MEXICO CITY
Mexican financial markets surged Monday anticipating something election officials were unwilling to confirm: that fiscally conservative Felipe Calderon has won the presidency.
The nation was on edge waiting for the country's election institute to declare a winner in Sunday's vote, an announcement that could be days away.
But Mexico's stock market, currency and bonds rallied sharply on news that Calderon was leading over his free-spending leftist rival by a seemingly insurmountable 370,000 votes with more than 37 million counted.
"It seems that they're declaring him the winner," said Carlos Gonzalez, an analyst at IXE brokerage in Mexico City, referring to local markets' reaction to Calderon's lead.

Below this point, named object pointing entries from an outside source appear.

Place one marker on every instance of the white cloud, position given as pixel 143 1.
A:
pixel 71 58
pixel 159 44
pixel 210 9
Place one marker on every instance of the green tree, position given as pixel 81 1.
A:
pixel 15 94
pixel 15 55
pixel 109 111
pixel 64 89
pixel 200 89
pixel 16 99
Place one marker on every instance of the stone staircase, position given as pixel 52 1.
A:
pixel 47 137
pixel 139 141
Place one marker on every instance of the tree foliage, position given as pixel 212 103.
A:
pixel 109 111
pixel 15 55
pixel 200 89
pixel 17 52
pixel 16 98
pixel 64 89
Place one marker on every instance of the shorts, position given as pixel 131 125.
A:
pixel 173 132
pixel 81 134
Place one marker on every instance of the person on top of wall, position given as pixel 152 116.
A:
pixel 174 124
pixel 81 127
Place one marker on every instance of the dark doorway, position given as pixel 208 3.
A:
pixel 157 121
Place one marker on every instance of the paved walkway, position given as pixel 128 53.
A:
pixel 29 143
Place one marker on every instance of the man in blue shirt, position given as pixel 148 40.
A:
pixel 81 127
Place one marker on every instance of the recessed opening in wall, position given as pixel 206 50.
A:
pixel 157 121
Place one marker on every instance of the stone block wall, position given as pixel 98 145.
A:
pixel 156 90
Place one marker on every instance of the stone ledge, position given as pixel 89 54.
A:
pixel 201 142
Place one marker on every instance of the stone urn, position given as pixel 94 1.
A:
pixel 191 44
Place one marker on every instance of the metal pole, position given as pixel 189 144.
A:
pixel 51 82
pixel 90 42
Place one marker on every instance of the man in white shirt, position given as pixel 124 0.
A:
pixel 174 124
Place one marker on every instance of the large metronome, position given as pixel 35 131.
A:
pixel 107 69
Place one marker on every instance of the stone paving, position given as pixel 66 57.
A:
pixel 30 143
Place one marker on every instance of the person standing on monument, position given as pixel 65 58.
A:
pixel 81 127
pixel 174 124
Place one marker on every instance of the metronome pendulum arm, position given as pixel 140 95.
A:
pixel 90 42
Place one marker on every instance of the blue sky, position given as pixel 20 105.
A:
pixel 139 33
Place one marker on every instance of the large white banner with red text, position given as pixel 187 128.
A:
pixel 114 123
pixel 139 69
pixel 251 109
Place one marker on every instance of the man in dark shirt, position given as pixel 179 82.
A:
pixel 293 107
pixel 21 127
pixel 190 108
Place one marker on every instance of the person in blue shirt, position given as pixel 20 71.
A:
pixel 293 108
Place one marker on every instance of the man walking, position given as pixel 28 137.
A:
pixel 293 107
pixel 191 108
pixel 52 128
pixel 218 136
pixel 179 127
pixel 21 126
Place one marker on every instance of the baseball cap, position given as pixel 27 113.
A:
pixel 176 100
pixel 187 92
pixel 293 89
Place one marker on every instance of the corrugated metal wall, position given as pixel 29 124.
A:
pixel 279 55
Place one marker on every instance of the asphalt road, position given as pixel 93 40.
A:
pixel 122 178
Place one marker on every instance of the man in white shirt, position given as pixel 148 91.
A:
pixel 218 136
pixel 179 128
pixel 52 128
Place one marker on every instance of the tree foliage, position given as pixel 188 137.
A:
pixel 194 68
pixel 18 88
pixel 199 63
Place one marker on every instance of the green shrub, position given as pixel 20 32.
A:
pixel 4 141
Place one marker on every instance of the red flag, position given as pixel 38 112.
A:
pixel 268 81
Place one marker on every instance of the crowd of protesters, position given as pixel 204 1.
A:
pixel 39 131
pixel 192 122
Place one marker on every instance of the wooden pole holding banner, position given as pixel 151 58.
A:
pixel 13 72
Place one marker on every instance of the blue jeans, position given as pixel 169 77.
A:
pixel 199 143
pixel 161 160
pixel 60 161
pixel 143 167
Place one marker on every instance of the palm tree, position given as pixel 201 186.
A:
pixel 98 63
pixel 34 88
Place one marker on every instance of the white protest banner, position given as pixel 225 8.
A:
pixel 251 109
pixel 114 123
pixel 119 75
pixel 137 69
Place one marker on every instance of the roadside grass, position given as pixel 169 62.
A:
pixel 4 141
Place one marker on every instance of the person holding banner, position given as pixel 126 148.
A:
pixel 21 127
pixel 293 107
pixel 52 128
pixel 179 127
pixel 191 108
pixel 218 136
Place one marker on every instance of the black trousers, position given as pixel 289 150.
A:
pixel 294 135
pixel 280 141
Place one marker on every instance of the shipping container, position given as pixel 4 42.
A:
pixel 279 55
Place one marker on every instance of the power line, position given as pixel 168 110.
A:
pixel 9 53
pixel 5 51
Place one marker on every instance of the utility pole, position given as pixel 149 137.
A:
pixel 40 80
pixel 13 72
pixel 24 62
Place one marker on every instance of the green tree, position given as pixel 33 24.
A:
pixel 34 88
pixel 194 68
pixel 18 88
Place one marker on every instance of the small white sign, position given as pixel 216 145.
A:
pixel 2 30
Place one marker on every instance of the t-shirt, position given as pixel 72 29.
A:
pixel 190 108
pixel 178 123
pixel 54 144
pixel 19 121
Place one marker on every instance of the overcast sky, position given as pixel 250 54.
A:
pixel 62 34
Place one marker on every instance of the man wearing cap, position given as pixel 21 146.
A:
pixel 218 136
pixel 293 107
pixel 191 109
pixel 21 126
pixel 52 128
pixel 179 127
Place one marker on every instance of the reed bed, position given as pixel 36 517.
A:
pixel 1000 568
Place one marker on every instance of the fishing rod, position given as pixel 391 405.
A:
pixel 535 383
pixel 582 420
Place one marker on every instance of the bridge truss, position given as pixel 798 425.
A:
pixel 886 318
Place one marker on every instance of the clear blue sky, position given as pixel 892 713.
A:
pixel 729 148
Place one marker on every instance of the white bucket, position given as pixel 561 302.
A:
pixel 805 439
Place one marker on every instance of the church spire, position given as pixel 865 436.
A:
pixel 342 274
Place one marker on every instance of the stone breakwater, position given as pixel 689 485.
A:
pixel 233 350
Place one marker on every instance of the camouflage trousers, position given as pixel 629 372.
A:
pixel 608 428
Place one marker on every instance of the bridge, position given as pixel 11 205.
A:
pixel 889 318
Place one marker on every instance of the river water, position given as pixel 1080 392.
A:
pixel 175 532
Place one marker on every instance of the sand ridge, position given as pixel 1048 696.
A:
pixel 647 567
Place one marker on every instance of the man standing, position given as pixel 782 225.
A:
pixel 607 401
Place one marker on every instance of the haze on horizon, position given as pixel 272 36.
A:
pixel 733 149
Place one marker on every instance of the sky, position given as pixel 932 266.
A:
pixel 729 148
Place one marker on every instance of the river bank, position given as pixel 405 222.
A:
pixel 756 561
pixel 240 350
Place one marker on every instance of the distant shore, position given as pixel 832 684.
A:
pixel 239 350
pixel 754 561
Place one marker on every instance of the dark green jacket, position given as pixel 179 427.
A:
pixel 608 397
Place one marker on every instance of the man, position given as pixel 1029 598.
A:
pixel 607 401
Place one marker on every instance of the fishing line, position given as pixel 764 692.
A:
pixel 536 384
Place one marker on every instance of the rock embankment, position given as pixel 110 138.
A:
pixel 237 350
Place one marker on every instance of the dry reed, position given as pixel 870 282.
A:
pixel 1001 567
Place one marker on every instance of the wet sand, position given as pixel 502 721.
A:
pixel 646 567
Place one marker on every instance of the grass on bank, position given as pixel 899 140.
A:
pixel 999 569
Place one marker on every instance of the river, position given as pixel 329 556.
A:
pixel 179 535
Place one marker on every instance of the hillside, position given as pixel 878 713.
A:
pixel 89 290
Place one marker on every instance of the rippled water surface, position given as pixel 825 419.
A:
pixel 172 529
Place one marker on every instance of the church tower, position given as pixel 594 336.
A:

Calderon and leftist Andres Manuel Lopez Obrador have both declared victory, but according to results from 97.3 percent of polling places, Calderon had 36.37 percent to Lopez Obrador's 35.40 percent.
The Federal Electoral Institute, however, said the results were in no way final and that it would not declare a winner until an official tally of tens of thousands of ballot boxes that it was not even starting until Wednesday.
But markets did not share the institute's caution.
The Mexico City stock market's IPC index of 35 leading issues was up 3.7 percent, or 709.490 points, to 19,856 in morning trading.
The peso currency, a historic barometer of Mexico's economic fortunes, was at 11.1280 to the dollar, strengthening 2.0 percent from Friday's close at 11.3475.
Reflecting the rally, the yield on the benchmark Mexican 10-year bond fell to 8.77 percent from 9.09 percent.
Investors see Calderon continuing the tight budgets and free-trade friendly policies of outgoing President Vicente Fox, analysts. Both are from the conservative National Action Party.
"The results imply continuity with the current economic program and eliminate the uncertainty that a victory by the leftist candidate implied," Gonzalez said.
Many market players were taken off guard by the results, having anticipated Lopez Obrador -- know popularly by his initials AMLO -- would win the vote, given his slight lead in pre-election opinion polls.
"There was a slight upset because we're not seeing a slight AMLO victory but instead a slight Calderon victory," said Siobhan Morden, Latin America local market strategist at ABN-AMRO in New York.
The local rally took its momentum from an upturn that began last week after the U.S. Federal Reserve raised interest rates as expected while signaling its monetary-tightening cycle may be nearing an end. Global emerging markets had been under pressure over fears the Fed would continue to hike interest rates, further cooling the economy and siphoning off investor cash.
Analyst said they thought that Mexican markets would continue to rally in coming days, unless the vote trend is reversed, or the defeated candidate refuses to accept the result and triggers widespread demonstrations. Lopez Obrador hasn't ruled out street protests.
"Let's see how the loser takes it," said Gerardo Copca, an analyst with Grupo Financiero Monex in Mexico City. "It's most likely the market will continue to rise unless something extraordinary happens."